沖縄の風俗業界で働く女性たちの調査をしていると、彼女たちが暴力の被害者であることがよくわかる。彼女たちは基地のそばに住んでいる男たちからの暴力を受けて育ち、子どもを生んで、あっという間に大人になる。

「沖縄02 アメリカの夜」

 街を分断する基地のフェンスは、米軍を守るものであって、暴力から逃れようとする彼女たちが逃げ込める場所ではない。だから彼女たちはフェンスのそばを、たったひとり裸足(はだし)で逃げる。

 岡本さんが撮る、オレンジ色の基地の光が照らすフェンスで分断された無人の街は、暴力を受けたその場から、何も持たずに逃げ出した彼女たちがみた街である。無機質で冷たい。どこからも助けはやってこない。

 だがそれは、今の沖縄の景色につきるものではないだろう。私たちの母や祖母といった、沖縄で暮らす女性たちのみた街もまた、同じような景色だったのだろう。
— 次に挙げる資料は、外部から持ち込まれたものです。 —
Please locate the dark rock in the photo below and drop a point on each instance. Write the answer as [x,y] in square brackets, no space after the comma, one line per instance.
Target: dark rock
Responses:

 岡本さんは、1950年代から60年代に大量に造られた基地内外の「外人住宅」とともに、基地返還後、リトル・アメリカと銘打つ北谷町の夜の姿を同時に記録する。また別の写真集『沖縄01 外人住宅』は、沖縄の土地で、星条旗と日の丸がともに風にたなびく姿を記録する。それらは軍隊という暴力装置とともに生かされ、それゆえに暴力を内包せざるをえない沖縄の歴史を刻印した記録である。
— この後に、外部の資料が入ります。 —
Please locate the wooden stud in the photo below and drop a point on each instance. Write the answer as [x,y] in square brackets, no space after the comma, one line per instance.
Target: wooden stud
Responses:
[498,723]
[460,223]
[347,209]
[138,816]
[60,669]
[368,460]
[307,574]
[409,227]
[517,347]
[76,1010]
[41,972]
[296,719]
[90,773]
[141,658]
 岡本さんの撮る強い光に満ちた沖縄の写真は、一見すると単にアメリカンナイズされ異国情緒あふれた街の記録のようにみえるだろう。だが沖縄の夜の暗さを知るものには、幾重にも堆積した暴力の記憶と、新たな暴力の予兆に満ちた街の記録にみえるだろう。

 沖縄の地にこれ以上、フェンスで区切られた場所を造るわけにはいかないとぎりぎりの闘いを続ける辺野古に、高江に思いを馳(は)せて手にとられるとき本書は真の力を持つ。贅沢(ぜいたく)で華美な装丁を拒否し、移動する身体に合わせて創られた書だ。これは、闘いの現場に伴走する書でもある。(上間陽子・琉球大学教授)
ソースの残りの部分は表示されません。